Ricia cogió a Joey por un codo y tiró de él.
—¿Cómo se encuentra, doctor G’dath? Todos están muy preocupados por usted en el colegio.
G’dath sonrió levemente ante la improbable idea de que todos estuvieran preocupados.
—¿De verdad? Es muy considerado por su parte. La verdad es que me siento bastante bien, y espero regresar a casa mañana.
—Apuesto a que estará de vuelta en clase el lunes próximo. Tiene que cuidarse —comentó alegremente Ricia. G’dath se aclaró la garganta y apartó brevemente la mirada. Quizá no fuera ése el mejor momento para mencionar que no volvería el lunes… ni nunca más.
—Ejem. Bueno, para entonces, ciertamente me habré recuperado lo bastante como para dar clase.
Joey dio un paso al frente y le ofreció algo con torpeza.
—Tenga. Esto es para usted, señor.
—Ah. —G’dath cogió la tarjeta y realizó una actuación de apreciativo estudio de la cubierta—. Gracias, Joey.
—Es de parte de toda la clase.
—Ya veo. Y está en inglés y en klingon. Esto es muy considerado por parte de todos. —G’dath levantó la cabeza y le sonrió a ambos estudiantes, sinceramente conmovido por el regalo. La frase en klingon estaba incorrectamente traducida. En lugar de alentarlo a recuperarse, lo exhortaba a mejorar su actuación. Pero a G’dath no le importaba el error. De alguna forma, la equivocación hacía que el gesto fuese más simpático—. ¿Ha sido uno de los estudiantes quien hizo esto?
Joey asintió con la cabeza.
—Ábrala, señor —lo instó Ricia.
G’dath obedeció. Al hacerlo, una gruesa hoja de papel se deslizó del interior y cayó sobre la cama. Se detuvo antes de recogerla para leer los nombres firmados en el interior de la tarjeta, algunos con pequeños mensajes: «¡Dése prisa en recuperarse!», «Lo echamos de menos», «¡Vuelva pronto!»… Habían firmado todos los estudiantes de la clase.

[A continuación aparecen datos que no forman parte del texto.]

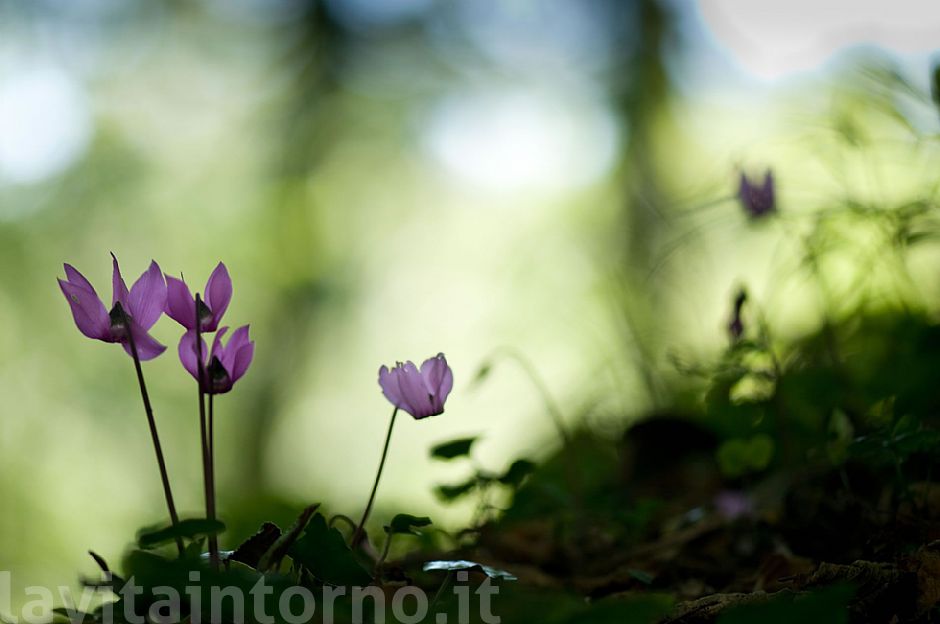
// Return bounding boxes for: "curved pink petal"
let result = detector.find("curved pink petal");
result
[421,353,447,396]
[166,275,196,329]
[127,260,167,329]
[111,253,130,304]
[434,366,454,412]
[229,341,255,383]
[206,262,232,331]
[178,330,206,381]
[219,325,250,381]
[210,327,228,365]
[59,280,114,342]
[398,362,434,418]
[121,319,166,362]
[62,262,98,297]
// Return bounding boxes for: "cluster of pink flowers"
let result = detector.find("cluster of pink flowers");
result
[59,254,454,564]
[59,254,255,394]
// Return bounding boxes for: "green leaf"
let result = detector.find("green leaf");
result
[627,568,653,585]
[289,513,372,586]
[499,459,535,487]
[422,559,519,581]
[137,518,225,548]
[718,433,775,478]
[385,514,431,535]
[431,437,477,460]
[258,503,320,572]
[434,478,477,502]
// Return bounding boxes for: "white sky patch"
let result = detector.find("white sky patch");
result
[698,0,940,81]
[424,90,619,192]
[0,68,92,184]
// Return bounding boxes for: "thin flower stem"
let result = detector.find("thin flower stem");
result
[209,394,219,563]
[117,304,183,555]
[350,407,398,549]
[195,293,219,569]
[428,570,454,611]
[372,533,395,578]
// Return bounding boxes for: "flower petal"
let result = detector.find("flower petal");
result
[59,280,114,342]
[178,329,206,381]
[219,325,250,372]
[206,262,232,331]
[229,338,255,383]
[121,319,166,362]
[62,262,98,297]
[166,275,196,329]
[210,327,228,360]
[111,253,130,304]
[379,364,404,408]
[127,260,167,329]
[398,361,434,418]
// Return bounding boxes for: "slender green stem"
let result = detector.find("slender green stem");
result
[350,407,398,548]
[195,293,219,568]
[428,570,454,611]
[372,533,395,578]
[117,303,183,555]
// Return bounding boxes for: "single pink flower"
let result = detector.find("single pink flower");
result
[59,254,166,360]
[379,353,454,419]
[179,325,255,394]
[738,169,777,219]
[166,262,232,332]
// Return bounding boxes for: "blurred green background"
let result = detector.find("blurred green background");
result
[0,0,940,604]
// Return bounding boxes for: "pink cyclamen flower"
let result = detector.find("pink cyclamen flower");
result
[166,262,232,332]
[379,353,454,419]
[738,169,777,219]
[59,254,166,360]
[179,325,255,394]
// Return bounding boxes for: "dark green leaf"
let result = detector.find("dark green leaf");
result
[258,503,320,572]
[565,594,675,624]
[627,568,653,585]
[385,514,431,535]
[423,559,518,581]
[137,518,225,548]
[289,513,372,586]
[231,522,281,568]
[431,437,477,460]
[499,459,535,487]
[434,479,477,502]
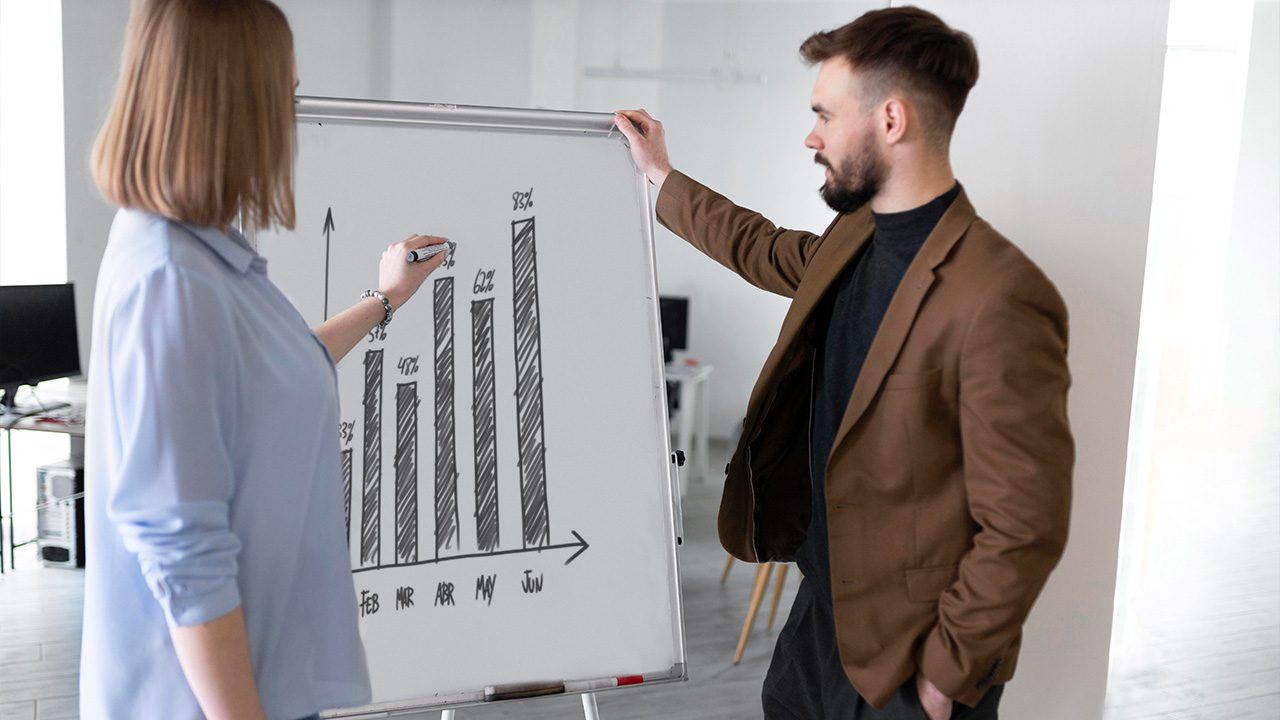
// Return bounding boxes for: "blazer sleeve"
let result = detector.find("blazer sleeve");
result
[920,263,1075,706]
[657,170,819,297]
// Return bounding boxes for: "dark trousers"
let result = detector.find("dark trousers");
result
[760,577,1004,720]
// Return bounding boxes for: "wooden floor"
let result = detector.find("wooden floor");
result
[0,435,1280,720]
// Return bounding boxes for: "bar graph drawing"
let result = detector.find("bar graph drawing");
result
[340,447,351,543]
[340,210,589,573]
[396,383,417,562]
[511,218,550,547]
[471,297,498,551]
[433,278,460,548]
[360,350,383,566]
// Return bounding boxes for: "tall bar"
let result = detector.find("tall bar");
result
[360,350,383,566]
[342,447,351,550]
[511,218,550,547]
[471,297,498,552]
[433,278,461,557]
[396,382,417,562]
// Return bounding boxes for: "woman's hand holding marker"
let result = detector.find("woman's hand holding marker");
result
[378,234,452,307]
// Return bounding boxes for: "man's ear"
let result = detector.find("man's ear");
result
[878,95,910,145]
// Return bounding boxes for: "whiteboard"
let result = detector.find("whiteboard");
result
[257,99,686,716]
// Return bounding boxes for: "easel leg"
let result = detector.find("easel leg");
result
[733,562,773,665]
[765,562,790,630]
[721,555,733,585]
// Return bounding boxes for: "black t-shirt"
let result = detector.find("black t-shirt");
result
[796,179,960,576]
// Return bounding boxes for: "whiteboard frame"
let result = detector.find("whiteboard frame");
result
[294,96,689,719]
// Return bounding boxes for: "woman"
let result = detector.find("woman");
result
[81,0,444,720]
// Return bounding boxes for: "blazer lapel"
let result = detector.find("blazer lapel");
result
[831,187,977,448]
[771,210,876,365]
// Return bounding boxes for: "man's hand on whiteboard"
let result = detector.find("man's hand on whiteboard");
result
[613,109,671,191]
[378,234,448,310]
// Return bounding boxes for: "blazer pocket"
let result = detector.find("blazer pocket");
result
[906,565,960,602]
[884,369,942,389]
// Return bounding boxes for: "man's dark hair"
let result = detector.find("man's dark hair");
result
[800,6,978,145]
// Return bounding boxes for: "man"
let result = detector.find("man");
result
[617,8,1074,720]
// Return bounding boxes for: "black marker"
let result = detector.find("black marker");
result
[404,242,453,263]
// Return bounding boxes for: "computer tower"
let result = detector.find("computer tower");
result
[36,460,84,568]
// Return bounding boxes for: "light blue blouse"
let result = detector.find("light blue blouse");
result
[81,210,370,720]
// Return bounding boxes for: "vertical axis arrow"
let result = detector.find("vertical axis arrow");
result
[324,208,335,320]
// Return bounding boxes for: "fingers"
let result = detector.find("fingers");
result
[613,113,640,143]
[401,234,448,250]
[614,109,662,137]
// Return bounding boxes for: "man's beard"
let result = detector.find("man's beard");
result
[814,141,884,213]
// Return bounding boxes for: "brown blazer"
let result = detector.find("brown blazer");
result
[658,173,1074,707]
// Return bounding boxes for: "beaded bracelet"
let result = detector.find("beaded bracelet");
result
[360,290,396,328]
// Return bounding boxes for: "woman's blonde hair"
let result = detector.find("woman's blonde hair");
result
[92,0,296,228]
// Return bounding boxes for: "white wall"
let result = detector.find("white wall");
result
[654,0,881,436]
[922,0,1169,720]
[63,0,129,372]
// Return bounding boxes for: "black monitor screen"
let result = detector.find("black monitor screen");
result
[658,296,689,363]
[0,283,79,388]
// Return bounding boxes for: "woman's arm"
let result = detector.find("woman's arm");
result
[169,607,266,720]
[315,234,445,363]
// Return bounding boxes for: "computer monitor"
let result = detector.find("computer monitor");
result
[0,283,81,413]
[658,295,689,363]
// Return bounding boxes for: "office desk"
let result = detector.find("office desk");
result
[0,404,84,574]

Presa de un sentimiento de culpa, G’dath recogió el papel. Sobre el rígido pergamino, habían impreso lo siguiente en ornadas letras:
NOSOTROS, LOS ABAJO FIRMANTES, PROMETEMOS POR LA PRESENTE TRABAJAR HACIA UN ENTENDIMIENTO MAYOR ENTRE LOS PUEBLOS DEL IMPERIO KLINGON Y LOS DE LA FEDERACIÓN DE PLANETAS UNIDOS
La primera firma, un anguloso garabato, pertenecía a Ira Stoller. G’dath no continuó leyendo, sino que cerró los ojos durante un largo momento.
Pasado un rato, oyó que Ricia le decía afablemente:
—Así nos sentimos respecto a cómo están las cosas. Hemos pensado que tal vez si usted lo sabía, eso lo ayudaría a recuperarse más rápidamente que cualquier tarjeta corriente.
G’dath abrió los ojos y vio que sus estudiantes se apoyaban en uno y otro pie, incómodos y en silencio. Se obligó a ofrecerles una débil sonrisa.
—Gracias, señorita Greene. Y a usted, Joey. Por favor, díganles a los demás que han firmado esto que la tarjeta significa muchísimo para mí.
Un chillidito amortiguado que se produjo en la puerta lo hizo volver la cabeza. Frunció el entrecejo ante aquel extraño aunque familiar sonido, y vio que Nan Davis se hallaba de pie en la entrada. Le sonreía animadamente, pero llevaba una chaqueta de manga larga y se la cerraba como si estuviese muerta de frío.
—Oh, guau —comentó Ricia, con sus ojos marrones abiertos de par en par por la admiración—. Nan Davis.
La reportera les hizo un gesto de asentimiento a los adolescentes al salir de la habitación.